Great-West to distribute its new indexed VA to RIAs on the RetireOne platform

RIAs hate annuities--unless they can exchange a client's existing contract for something cheaper and more suitable. Great-West sees opportunity there.

Great-West Financial will distribute its new fee-based index-linked variable annuity, Capital Choice, to registered investment advisors (RIAs) through RetireOne, the independent platform that offers fee-based insurance solutions to RIAs, the two firms announced this week.

“RIAs will now have access to a category of principal protection instruments that haven’t traditionally been available to them,” said RetireOne CEO David Stone, in a release. Founded in 2011, Aria Retirement Solutions’ RetireOne said it has serves over 900 advisors and has nearly $1 billion in retirement savings and income investments under administration.

“ILVAs” and related products–as a group they have no official name–offer performance that’s linked to an index, as do fixed indexed annuities (FIAs). But they characteristically offer investors much higher performance caps than FIAs. In return, investors accept the possibility of market loss (which FIAs guarantee against.)

AXA introduced the product class in 2014 and MetLife, Allianz Life, CUNA Mutual and Great-West followed. Sales grew slowly–people weren’t sure what to make of them–but the category is now a $9 billion to $10 billion business, and one of the brightest sources of sales in an otherwise slow annuity market.

The products are insurance-based versions of structured notes. Some of the them put a floor under client losses, saying that the client can lose no more than 5% or 10% over a given term. Other products, referred to as buffer products, protect contract owners from the first 10% or 20% of losses, but the client absorbs all net loss beyond that point. Some offer a return-of-premium death benefit. As a rule, they don’t offer lifetime income riders.

Great-West Capital Choice

This product is a single-premium indexed variable annuity with a one-year point-to-point crediting method and exposure to four different equity indices: S&P 500, Russell 2000, NASDAQ-100 and MSCI-EAFE. The protection strategy costs 0.4% per year.

“We’ve taken the best elements of the three or four competing products and said, ‘Here’s what we think has resonated with advisors and clients,’” said Lance Carlson, national sales director for individual annuities at Great-West. “We put it all together and now have a product with three or four distinct characteristics that we think will make it sellable.

“For instance, there are other products that charge no explicit fee for the benefit. We charge 40 basis points for the fee-based version, and 120 basis points for the commission-based version. Because of the fee we have a larger risk budget, which means we be more competitive in the cap rate environment. We say, ‘This is what you’ll get and this is what it will cost you.”

As noted above, Capital Choice has both floors and buffers. A client can choose a floor of zero (comparable to a fixed indexed annuity), -2.5%, -5%, -7.5% or -10%. This means the client absorbs any losses up to those percentages but nothing worse. Alternately, a client can choose a 10% downside buffer. If the S&P500 goes down 9%, the client loses nothing for the year. If the index drops 17%, the client loses 7% of his investment.

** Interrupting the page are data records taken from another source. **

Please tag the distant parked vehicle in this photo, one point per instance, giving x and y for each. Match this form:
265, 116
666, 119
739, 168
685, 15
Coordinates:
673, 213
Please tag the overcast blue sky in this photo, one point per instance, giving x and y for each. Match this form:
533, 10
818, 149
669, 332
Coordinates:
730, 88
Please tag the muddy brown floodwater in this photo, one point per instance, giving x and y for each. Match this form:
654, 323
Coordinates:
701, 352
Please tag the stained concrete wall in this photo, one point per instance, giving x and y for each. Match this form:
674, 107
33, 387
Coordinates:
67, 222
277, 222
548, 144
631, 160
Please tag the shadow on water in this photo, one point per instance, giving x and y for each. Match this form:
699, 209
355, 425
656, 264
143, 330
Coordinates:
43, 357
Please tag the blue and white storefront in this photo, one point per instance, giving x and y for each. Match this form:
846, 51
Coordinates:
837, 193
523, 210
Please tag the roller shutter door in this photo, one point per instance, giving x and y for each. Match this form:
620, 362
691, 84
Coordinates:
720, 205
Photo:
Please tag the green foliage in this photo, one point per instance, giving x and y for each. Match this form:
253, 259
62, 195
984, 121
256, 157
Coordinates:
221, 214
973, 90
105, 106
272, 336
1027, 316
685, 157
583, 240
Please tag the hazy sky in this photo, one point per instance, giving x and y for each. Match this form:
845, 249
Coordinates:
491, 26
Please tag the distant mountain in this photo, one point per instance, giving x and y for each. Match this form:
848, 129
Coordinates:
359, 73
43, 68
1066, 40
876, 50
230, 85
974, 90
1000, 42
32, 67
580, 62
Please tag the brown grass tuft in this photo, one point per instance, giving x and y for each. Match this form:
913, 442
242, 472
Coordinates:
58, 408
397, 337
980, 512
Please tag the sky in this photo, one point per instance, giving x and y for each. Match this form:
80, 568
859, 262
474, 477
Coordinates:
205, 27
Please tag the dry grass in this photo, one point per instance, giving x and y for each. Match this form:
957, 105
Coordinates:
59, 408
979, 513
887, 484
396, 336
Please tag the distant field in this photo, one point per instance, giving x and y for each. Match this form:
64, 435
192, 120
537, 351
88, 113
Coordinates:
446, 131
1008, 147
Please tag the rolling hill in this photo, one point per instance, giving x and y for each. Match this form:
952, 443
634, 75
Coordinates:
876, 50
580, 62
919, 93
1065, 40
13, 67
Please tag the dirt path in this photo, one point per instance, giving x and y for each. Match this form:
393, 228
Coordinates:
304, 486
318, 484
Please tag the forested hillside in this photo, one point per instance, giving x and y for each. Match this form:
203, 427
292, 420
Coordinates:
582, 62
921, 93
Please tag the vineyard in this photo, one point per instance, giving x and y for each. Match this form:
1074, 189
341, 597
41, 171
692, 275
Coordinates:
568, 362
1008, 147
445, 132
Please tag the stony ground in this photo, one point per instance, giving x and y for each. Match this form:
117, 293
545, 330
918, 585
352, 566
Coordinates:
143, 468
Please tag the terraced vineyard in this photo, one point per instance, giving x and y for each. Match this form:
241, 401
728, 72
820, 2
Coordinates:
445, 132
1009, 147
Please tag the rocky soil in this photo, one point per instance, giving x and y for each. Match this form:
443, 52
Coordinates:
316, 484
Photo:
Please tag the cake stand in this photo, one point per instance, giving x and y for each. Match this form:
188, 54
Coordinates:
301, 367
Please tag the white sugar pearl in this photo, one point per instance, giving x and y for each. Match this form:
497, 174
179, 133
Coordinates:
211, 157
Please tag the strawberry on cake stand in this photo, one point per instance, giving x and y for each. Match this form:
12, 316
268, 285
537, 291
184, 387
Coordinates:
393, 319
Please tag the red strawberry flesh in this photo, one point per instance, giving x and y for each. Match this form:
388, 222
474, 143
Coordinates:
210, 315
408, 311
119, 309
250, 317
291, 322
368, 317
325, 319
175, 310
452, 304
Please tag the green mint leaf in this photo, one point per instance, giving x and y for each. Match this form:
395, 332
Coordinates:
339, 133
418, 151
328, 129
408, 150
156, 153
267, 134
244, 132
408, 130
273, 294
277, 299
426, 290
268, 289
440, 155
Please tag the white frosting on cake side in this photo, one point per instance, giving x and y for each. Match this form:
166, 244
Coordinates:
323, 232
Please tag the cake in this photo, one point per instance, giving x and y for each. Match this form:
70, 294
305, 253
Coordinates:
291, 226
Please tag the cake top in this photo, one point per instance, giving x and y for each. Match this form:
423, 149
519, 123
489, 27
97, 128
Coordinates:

“We have both a buffer and a floor, and the floor has a lot of intermediate levels,” Carlson told RIJ. “When we were talking to home offices, they said they wanted a minus-five percent floor option. The broker-dealers told us that if they wanted to a minus-five floor, they had to combine a zero floor with a minus-10 percent floor.

“Let’s say the cap rate for a zero-loss floor is 3.85%, while the cap rate for minus-10% floor is 8%. So, on average, they can get an effective cap of about 6%. Our cap for the minus-five floor version is 7.15%. Our return of premium death benefit is also part of the chassis, and we’re writing it up to age 90. So if you’re 82 and you have money to pass on, and you can’t qualify for life insurance, this product can protect that money and give you a chance for growth.

“Also, there are a lot of financial advisors with a huge legacy book of VAs whose owners bought them for income but don’t need the income. Instead of paying 3.5% or 4% fees for that product, they can exchange it for our product, which costs only 0.4% in the fee-based version. That will be a differentiator for us.”

For Great-West’s Carlson, the Capital Choice product is part of a long-term strategy to expand that company’s individual product offerings in the broker-dealer channel and in the US generally. “Most of our $3 billion in profits comes from Canada or the UK. Only 10% of our profits are currently in the US,” said Carlson, who came to Great-West from a similar third-party distribution job at MetLife.

“We have not been in the retirement space for individuals, except through our relationships with Schwab and TD Ameritrade. It was a nice little business, but we did not have a big broker-dealer distribution. That’s what we have been building over the last two years.

“Instead of 10 broker-dealer relationships we now have 100. We now have 28 wholesalers focused on third party distribution, but to be a top five player we’ll need 60 or 70. A couple years ago, we did zero third-party variable annuity distribution; this year we’ll do a billion through Schwab and TD Ameritrade. We’d like to get $4 or $5 billion in annuity sales.”